A Girl Like Me is clearly a well-meant attempt to treat an important topic in a realistic, non-sleazy way, explore a complex issue facing teens today, etc, etc. The problem is that it probably wasn't possible, in 1966, for a reputable writer like Eyerly to plunge fully into the sticky business of adolescent desire. Unlike the books that Judy Blume would be writing 10 years in the future, Cass and Robin don't seem to have bodies or feelings. Randy and Brew are basically bullies and the reader has to wonder why the girls go out with them at all. And yet in some ways the book still holds up. It has the ring of the modern world: a character drives a Volkswagen, ESP is mentioned, and even the P word -- period -- is flung out casually. Robin, who defies both Cass' parents and her own to visit her in the maternity home, is an appealing character. Maternity homes are gone, and with them the unquestioning acceptance of adoption as the best thing an unwed mother can do, but I can see girls today still identifying with Robin and Cass.





*Detailed in Rickie Solinger's book Wake Up Little Susie: Single Pregnancy and Race before Roe v. Wade

Thursday, December 16, 2010

Love the One You're With

Title: River At Her Feet

Author: Zoa Sherburne
Jacket: Joseph Cellini

Publisher: William Morrow, 1965
Provenance: Formerly the property of Thelma C. Holden of Roanoke

Setting: Clarksburg, USA
Fun: being a bridesmaid; a musical prodigy
Quote: "The flowers came," Francine announced in reverent tones. "They smell simply beautiful and Mother cried when she saw them."
"Mother," Elizabeth reminded her younger sister glumly, "has been known to cry at pep rallies. What else is new?"

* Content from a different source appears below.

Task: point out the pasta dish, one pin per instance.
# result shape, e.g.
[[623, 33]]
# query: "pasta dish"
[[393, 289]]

Although I had heard of Zoa Sherburne, I read this book partly because I saw her name on Peter Sireuta's Collecting Children's Books blog, where, along with Jean Nielsen and Amelia Walden, she was mentioned as YA writer from what he calls a "lost generation." After reading River at her Feet, I would describe Sherburne as a transitional writer, looking ahead to the kinds of books I often read growing up in the 70s: "problem novels," yes, but ones that focused on emotional situations rather than divorce, alcoholism or some of the more "angsty" issues.


River at Her Feet takes its theme from the once-familar Longfellow poem Maidenhood: "Standing with reluctant feet/Where brook and river meet." Interestingly, I've read some criticism that these lines, which are also quoted in Anne of Green Gables, are a coded reference to physical maturation of adolescence. (Oh, those literary critics and their filthy minds!) In any case, Sherburne focuses strictly on the emotional growth of her heroine, Elizabeth Stacy. At loose ends after her older sister's wedding, Elizabeth, 16, develops a crush on Eric Killian, piano prodigy and visiting celebrity, who happens to be 24.

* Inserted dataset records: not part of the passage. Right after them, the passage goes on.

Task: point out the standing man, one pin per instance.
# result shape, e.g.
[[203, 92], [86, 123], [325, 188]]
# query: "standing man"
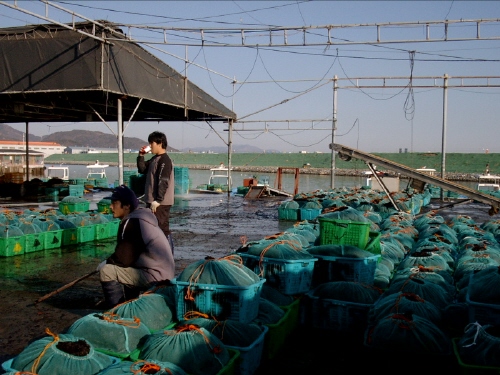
[[142, 255], [159, 188]]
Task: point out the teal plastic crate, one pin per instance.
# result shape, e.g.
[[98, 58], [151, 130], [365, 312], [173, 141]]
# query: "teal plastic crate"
[[85, 233], [288, 276], [332, 268], [101, 231], [34, 242], [53, 239], [276, 336], [76, 190], [373, 245], [113, 227], [251, 355], [288, 214], [222, 302], [334, 315], [69, 207], [309, 213]]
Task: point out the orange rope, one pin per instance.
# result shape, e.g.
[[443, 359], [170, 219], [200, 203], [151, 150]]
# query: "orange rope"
[[192, 327], [145, 367], [115, 318], [39, 358], [292, 244], [193, 279]]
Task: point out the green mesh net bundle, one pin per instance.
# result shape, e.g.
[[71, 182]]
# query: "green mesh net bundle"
[[228, 270], [382, 275], [392, 249], [150, 308], [403, 238], [168, 292], [272, 294], [441, 278], [426, 259], [230, 332], [310, 226], [307, 234], [401, 303], [408, 333], [480, 345], [427, 290], [110, 333], [280, 246], [434, 244], [196, 350], [441, 232], [142, 367], [336, 250], [349, 291], [61, 355], [269, 312], [484, 286]]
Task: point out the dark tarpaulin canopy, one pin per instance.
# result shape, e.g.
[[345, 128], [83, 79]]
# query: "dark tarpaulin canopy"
[[52, 74], [90, 72]]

What follows is a little shocking to tender modern sensibilities. Eric and Elizabeth date, though very chastely. They take long walks and go boating and once even go to a formal dance. Elizabeth's parents frown but take a hands-off approach. (We eventually learn that this is because they know that Eric has a steady girlfriend his own age in his hometown.) Sherburne handles this so well the reader doesn't ask some rather obvious questions about how damaging these emotional cross-currents might be. And River ends cheerfully, with Elizabeth turning down a last date with Eric to spend time with her family. If River at Her Feet is a transitional novel, looking ahead to some of the tougher subjects that will be tackled later in the decade, emotionally it's still back in the past -- with Longfellow -- viewing adolescence as a time of rapture, growth and innocence.